“ … organisiert den Kaufhausklau!“
Leipzig soll am nächsten Montag der Auftakt zum „heißen Herbst“ werden, so denkt es jedenfalls Sören Pellmann von der Linkspartei, die „Freie Sachsen“, die AfD, das Compact Magazin und weitere. Unterschiedliche K-Gruppen mobilisieren auch, weil sie sich von den „Rechten“ keine Themen wegnehmen lassen wollen. Kritik an der ganzen Konstellation für den 5. September wird mit Spaltungsvorwürfen gekontert. Doch was wäre, wenn es wirklich zu „Unruhen“ käme? Ein politisches Desaster für alle mobilisierenden Gruppierungen.
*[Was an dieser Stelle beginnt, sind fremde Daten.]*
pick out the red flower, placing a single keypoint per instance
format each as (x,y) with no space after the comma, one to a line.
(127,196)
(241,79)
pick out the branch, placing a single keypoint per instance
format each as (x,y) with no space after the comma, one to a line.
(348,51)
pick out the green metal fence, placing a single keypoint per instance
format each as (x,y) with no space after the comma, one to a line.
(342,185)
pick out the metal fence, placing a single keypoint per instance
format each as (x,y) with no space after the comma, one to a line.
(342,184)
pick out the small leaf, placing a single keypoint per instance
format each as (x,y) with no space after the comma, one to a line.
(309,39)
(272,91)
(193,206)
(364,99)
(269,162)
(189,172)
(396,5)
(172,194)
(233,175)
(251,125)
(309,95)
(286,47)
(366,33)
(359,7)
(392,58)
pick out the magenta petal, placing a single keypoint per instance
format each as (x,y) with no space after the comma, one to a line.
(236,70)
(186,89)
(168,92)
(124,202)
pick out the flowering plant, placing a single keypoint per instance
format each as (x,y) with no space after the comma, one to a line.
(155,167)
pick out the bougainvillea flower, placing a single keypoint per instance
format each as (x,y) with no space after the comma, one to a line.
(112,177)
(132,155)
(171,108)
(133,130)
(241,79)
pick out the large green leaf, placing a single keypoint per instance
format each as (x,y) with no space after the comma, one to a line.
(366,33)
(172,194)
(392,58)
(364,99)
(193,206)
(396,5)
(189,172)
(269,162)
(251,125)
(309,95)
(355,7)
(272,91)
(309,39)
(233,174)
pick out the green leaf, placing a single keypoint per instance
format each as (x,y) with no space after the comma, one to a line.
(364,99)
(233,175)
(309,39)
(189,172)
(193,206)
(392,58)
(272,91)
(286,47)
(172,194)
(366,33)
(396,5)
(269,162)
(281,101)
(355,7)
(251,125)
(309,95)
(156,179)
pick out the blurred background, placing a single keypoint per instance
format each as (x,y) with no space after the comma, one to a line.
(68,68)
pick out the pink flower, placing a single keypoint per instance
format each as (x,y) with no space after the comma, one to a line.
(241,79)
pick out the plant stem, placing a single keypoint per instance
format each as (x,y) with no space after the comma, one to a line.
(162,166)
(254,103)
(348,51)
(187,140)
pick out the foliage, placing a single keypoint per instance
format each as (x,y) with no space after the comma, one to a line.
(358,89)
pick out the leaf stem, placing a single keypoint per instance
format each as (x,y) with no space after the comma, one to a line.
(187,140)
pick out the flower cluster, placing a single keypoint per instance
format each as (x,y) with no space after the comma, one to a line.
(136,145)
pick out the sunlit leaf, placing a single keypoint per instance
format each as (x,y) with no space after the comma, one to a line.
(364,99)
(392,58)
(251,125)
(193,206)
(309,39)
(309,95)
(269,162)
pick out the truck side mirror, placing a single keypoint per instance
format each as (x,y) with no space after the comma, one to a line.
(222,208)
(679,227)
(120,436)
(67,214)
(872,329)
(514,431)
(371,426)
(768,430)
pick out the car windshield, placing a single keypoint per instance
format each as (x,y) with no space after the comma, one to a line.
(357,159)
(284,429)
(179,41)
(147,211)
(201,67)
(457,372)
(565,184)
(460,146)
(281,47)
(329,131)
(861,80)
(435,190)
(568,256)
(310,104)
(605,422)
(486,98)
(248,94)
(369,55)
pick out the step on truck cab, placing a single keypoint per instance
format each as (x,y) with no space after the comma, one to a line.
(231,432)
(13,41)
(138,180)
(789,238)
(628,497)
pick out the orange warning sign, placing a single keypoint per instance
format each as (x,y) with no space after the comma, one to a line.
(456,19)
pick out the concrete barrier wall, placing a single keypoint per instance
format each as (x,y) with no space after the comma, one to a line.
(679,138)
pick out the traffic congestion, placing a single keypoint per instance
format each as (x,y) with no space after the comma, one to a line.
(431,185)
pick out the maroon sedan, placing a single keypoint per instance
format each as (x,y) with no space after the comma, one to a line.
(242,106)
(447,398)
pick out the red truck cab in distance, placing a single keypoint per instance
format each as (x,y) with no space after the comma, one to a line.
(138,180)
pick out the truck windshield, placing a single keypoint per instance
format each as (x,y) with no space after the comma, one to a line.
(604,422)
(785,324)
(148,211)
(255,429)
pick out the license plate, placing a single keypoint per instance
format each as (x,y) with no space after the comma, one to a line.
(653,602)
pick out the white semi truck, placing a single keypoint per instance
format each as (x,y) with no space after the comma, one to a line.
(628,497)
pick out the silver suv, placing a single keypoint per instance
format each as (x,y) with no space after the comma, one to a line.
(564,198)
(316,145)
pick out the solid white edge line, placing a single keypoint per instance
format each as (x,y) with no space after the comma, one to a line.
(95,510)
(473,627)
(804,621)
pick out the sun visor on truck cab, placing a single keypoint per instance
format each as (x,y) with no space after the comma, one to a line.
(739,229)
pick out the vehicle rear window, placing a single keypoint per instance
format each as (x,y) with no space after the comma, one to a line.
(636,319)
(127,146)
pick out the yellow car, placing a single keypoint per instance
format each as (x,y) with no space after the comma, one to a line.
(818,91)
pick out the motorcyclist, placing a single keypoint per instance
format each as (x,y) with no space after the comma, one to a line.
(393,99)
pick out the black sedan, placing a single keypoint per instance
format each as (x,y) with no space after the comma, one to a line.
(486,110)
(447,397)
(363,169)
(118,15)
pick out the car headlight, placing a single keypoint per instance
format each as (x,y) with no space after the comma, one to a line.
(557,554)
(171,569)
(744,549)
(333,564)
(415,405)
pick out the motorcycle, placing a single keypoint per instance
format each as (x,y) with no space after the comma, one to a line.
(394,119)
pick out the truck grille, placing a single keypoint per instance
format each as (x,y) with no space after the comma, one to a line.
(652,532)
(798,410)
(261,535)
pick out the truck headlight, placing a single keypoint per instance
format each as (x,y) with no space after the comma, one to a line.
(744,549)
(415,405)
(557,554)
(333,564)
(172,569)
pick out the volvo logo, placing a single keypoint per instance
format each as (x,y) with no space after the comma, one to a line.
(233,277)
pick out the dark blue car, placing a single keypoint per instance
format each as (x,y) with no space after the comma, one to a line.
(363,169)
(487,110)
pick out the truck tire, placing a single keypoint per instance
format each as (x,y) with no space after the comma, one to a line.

Bisher sechs Demonstrationen in Leipzig angekündigt
Bisher sind sechs Demonstrationen für den Tag angemeldet, die Linkspartei will auf dem Augustusplatz vor der Oper ihre Kundgebung abhalten und dann eine Demo starten. Gegenüber vor dem Gewandhaus findet seit vielen Wochen die Demo der rechten Bürgerbewegung Leipzig statt, die immer über den Innenstadtring läuft(https://www.l-iz.de/leben/gesellschaft/2022/08/was-gerade-geschieht-platznehmen-und-die-friedensdemonstranten-am-montag-464865). Vor der Uni-Kirche am Augustusplatz will der Reichsbürger und Ex-NPDler Volker Beiser (https://de.indymedia.org/node/192296) demonstrieren. Am Goldenen Ei auf dem Augustusplatz ist eine Versammlung der „Freien Sachsen“ angemeldet. Hinzu kommen zwei linke Zubringer-Demonstrationen aus der Südvorstadt in die Innenstadt.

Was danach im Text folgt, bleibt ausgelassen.